The regulatory agencies should collect from the financial
entities which they regulate enough revenue to fund themselves, but not more.
As far as practicable, the regulatory agencies should charge each financial
entity for direct services provided, and levy sectors of industry to meet the
general costs of their regulation.[4]
1.12
ASIC currently collects its operating costs mostly as fees on industry,
which it returns to consolidated revenue. It then receives funding under the
normal appropriations process. This is demonstrated in the Treasury Portfolio
Budget Statements. The 2011 Budget estimates that ASIC will receive $728.7
million in cash from fees under the Corporations Act 2001 and charges
and unclaimed moneys under the Banking Act 1959 and the Life
Insurance Act 1995. A similar sum will be returned to the Official Public
Account. ASIC’s annual expenses for 2011-12 are estimated to be $391.4 million.[5]
Scope and conduct of the inquiry
1.13
The objective of the inquiry is to scrutinise the technical adequacy of
the Bill and its ability to deliver the policy intent.
1.14
Details of the inquiry were placed on the committee’s website.
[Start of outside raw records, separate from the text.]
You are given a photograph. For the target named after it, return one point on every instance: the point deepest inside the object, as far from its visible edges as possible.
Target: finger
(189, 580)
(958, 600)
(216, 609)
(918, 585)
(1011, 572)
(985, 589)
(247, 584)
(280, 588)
A media
release announcing the inquiry and seeking submissions was issued on Tuesday 31
August 2011.
1.15
Three submissions were received which are listed at Appendix A.
1.16
A public hearing was held in Canberra on Monday 12 September 2011. A
list of the witnesses who appeared at the hearing is available at
Appendix B. The submissions and transcript of evidence were placed on the
committee’s website at
http://www.aph.gov.au/house/committee/economics/index.htm.
Government policy to make Australia a financial centre
Background
1.17
The amendments have been presented in the general context of the
Government’s reforms to increase competition in financial markets for executing
trades. Until 2010, the ASX had the dual roles of being the sole service
provider in the Australian equity market as well as supervising the market. By
international standards, this is unusual.[6]
1.18
In September 2008, the Government established the Australian Financial
Centre Forum to progress the Government's program to position Australia as a
leading financial services centre in the region. The Forum reported in November
2009.
1.19
The Forum supported the Government’s announcement in August 2009 to
change regulatory arrangements so that ASIC would supervise the equity market.
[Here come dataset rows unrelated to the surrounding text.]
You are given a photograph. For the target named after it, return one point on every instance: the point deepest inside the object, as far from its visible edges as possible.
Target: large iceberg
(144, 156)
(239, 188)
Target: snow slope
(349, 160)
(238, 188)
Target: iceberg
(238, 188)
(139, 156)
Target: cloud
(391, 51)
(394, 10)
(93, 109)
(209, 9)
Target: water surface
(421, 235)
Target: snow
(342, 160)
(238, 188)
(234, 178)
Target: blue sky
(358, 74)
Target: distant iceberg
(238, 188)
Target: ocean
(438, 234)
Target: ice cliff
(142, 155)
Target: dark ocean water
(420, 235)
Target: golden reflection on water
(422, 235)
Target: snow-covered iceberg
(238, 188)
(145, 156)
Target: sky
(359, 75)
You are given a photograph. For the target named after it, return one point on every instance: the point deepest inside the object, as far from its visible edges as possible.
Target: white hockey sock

This would then facilitate the entry of other stock exchanges. The Forum
stated:
The Forum’s general position with respect to exchange traded
products — as with all other aspects of the financial markets — is that
openness to new entrants is an essential condition for competition, efficiency
and innovation. Evidence from other countries where traditional exchanges are
now competing with new trading platforms suggests that competition has resulted
in innovation and generally lower transaction costs.
The Forum thus strongly supports the Government’s
announcement and the introduction of competition between market operators.[7]
1.20
ASIC took over responsibility for market supervision from the ASX on
1 August 2010. When asked whether this transfer was working well, the
Executive General Manager of Regulatory and Public Policy at the ASX responded,
‘I believe it is’.[8]
1.21
Introducing competition between exchanges introduces extra complexity.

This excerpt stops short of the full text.